Driver Debugging

1 Wanrouter hwprobe ERROR
2 Wanrouter status displays "disconnected"
3 Port I/O Issue: Wanpipe Overruns
4 WANPIPE Tools Compilation Failed
5 Errors while stopping WANPIPE

Wanrouter hwprobe ERROR

wanrouter hwprobe

wanrouter hwprobe
FATAL: Error inserting wanpipe (/lib/modules/2.6.18-194.el5PAE/kernel/drivers/net/wan/wanpipe.ko)

[dmesg : Unknown symbol in module, or unknown parameter () ]

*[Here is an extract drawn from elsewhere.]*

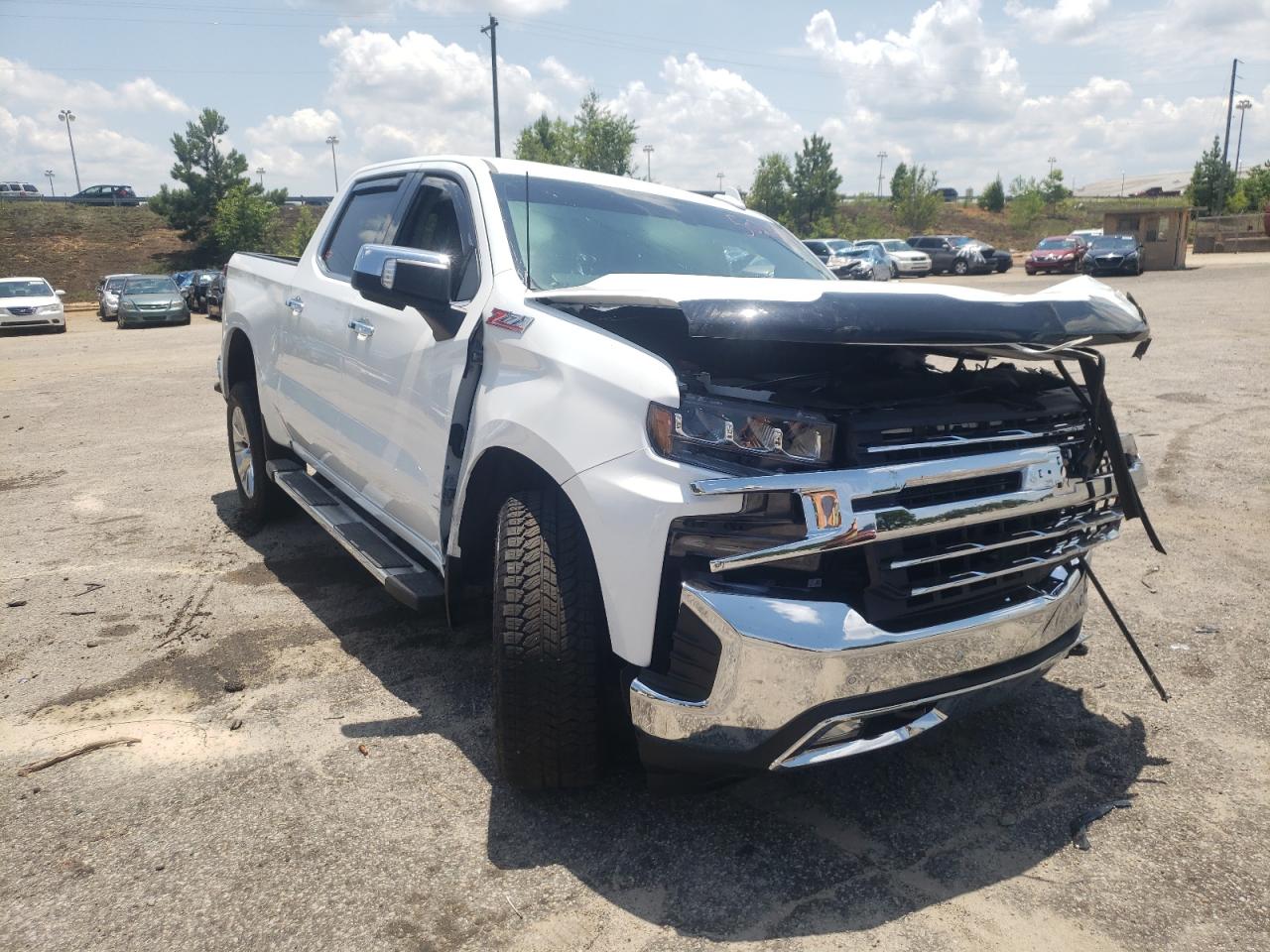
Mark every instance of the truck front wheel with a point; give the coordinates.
(550, 635)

After installing the wanpipe driver, if you see the above message, the issue is either of the following:

There are no Sangoma AFT cards in the system, or they are not detected by the system
The wanpipe Driver did not install properly

To verify your system has detected the Sangoma cards, run "lspci" in the linux command line:

lspci \| grep Sangoma

lspci \| grep Sangoma
... 07:01.0 Network controller: Sangoma Technologies Corp. A104d QUAD T1/E1 AFT car

or if using a USB device,

lsusb

Verify that you see "Sangoma" somewhere near the end of the list.

If the system did not detect your Sangoma card, try re-seating the card in the PCI slot, or try another slot, and run "lspci" again to verify if the Sangoma card is detected by the system.
Now view /var/log/messages for the reason the Wanpipe driver did not install properly:

vi /var/log/messages

...
wanpipe: Unknown symbol _dahdi_ec_span
wanpipe: Unknown symbol dahdi_alarm_notify
wanpipe: Unknown symbol dahdi_hdlc_getbuf
wanpipe: Unknown symbol dahdi_register
wanpipe: Unknown symbol _dahdi_receive
wanpipe: Unknown symbol dahdi_qevent_lock
wanpipe: Unknown symbol dahdi_hooksig
...

This means, the Wanpipe driver did not install against the same version of DAHDI that is currently running in the system. To resolve this, make sure that you install the Wanpipe driver for the version of dahdi indicated by running

dahdi_cfg -vvv

if your are running Trixbox, Elastix or other binary distros instead, run

rpm -qa | grep dahdi

If you are confident you have verified the above and the same issue is happening then other previous versions of dahdi, or even zaptel, are corrupting the Wanpipe install process.

-> Try removing any Dahdi/zaptel modules currently loaded into the kernel
*Note: never run the these commands if Wanpipe is running, as this will crash the system!

/etc/init.d/dahdi stop

for dahdi or

/etc/init.d/zaptel stop

for zaptel.

-> Then try re-installing The Wanpipe driver.

-> If issue persists, try re-installing Dahdi/zaptel and then re-install the Wanpipe driver

-> If the issue still exists type the following in your command line:

modprobe -l | grep dahdi | xargs rm

depmod -a

Again re-install Dahdi/zaptel, and then re-install the Wanpipe Driver.

Wanrouter status displays "disconnected"

Type the following into your Linux terminal and check for output as follows:

wanrouter Status

wanrouter Status
... \|Device name \| Protocol \| Station \| Status \| \| wanpipe1 \| AFT ISDN \| N/A \| Disconnected \| ...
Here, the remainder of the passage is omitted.